There is also a total rewards statement. "If employees feel financially secure and feel that they have control over their wealth, you're going to have better-performing employees than if you have employees who don't know where they are going with their finances," says Ed Golitko, human resources director at EMC.

After one year, the 2,100 employees who use WealthLink on a regular basis increased their participation in an FSA by 3%, while FSA participation among non-users of the tool decreased by 17%. Also, participation in the employee stock purchase plan by non-users dropped 20%, while participation among WealthLink users only decreased by 5%. Non-users' participation in HSAs remained flat, as opposed to users, who increased participation by 40%. And the 401(k) plan's participation rate dropped by 7% among non-users, while participation rates remained flat for those who used the portal. "It helps you look at where you are now and pushes you in the right direction," says Chris O'Brien, a software quality engineer at EMC.

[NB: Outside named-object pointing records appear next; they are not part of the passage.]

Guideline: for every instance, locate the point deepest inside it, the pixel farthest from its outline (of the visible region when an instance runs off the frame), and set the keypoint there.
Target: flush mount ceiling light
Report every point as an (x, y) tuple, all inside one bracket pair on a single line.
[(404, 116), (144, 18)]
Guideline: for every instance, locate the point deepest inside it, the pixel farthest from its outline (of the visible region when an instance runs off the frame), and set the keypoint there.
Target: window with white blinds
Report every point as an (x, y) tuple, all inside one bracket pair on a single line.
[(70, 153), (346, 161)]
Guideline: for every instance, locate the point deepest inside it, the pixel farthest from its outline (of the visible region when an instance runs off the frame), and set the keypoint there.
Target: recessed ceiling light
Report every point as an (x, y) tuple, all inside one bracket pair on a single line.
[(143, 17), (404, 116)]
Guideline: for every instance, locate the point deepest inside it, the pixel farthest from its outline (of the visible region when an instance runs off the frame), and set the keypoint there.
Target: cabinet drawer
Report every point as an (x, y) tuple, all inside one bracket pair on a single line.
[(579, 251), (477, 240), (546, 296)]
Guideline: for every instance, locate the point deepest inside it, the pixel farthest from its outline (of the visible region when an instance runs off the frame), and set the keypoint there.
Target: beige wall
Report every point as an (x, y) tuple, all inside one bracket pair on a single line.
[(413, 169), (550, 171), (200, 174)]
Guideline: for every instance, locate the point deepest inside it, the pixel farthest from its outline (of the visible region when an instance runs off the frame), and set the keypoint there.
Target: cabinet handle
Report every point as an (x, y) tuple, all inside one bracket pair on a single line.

"It also has basic investment advice," he says. "I like having everything on one Web site - it means I don't have to dig around and go on external Web sites for information."

His only wish is that the site would automatically aggregate data outside EMC's domain (currently, the user has to enter that information manually), a capability that may appear in an updated version, says Stavisky.

The tool has modules, which can be teased out or reworked to fit any company niche, explains Stavisky. "It's about making [benefits] work better and helping employees get more out of them, and that's why this approach is catching on with more companies," he says.

There's been a shift over the last decade to transfer risk from the employer to the employee as we move from a pension environment to a defined contribution environment. "For benefit plans to support [the employer's] workforce objectives, they need people to use the plan and elect the plans as they were designed," he says. "People need better education and personal guidance to make those decisions."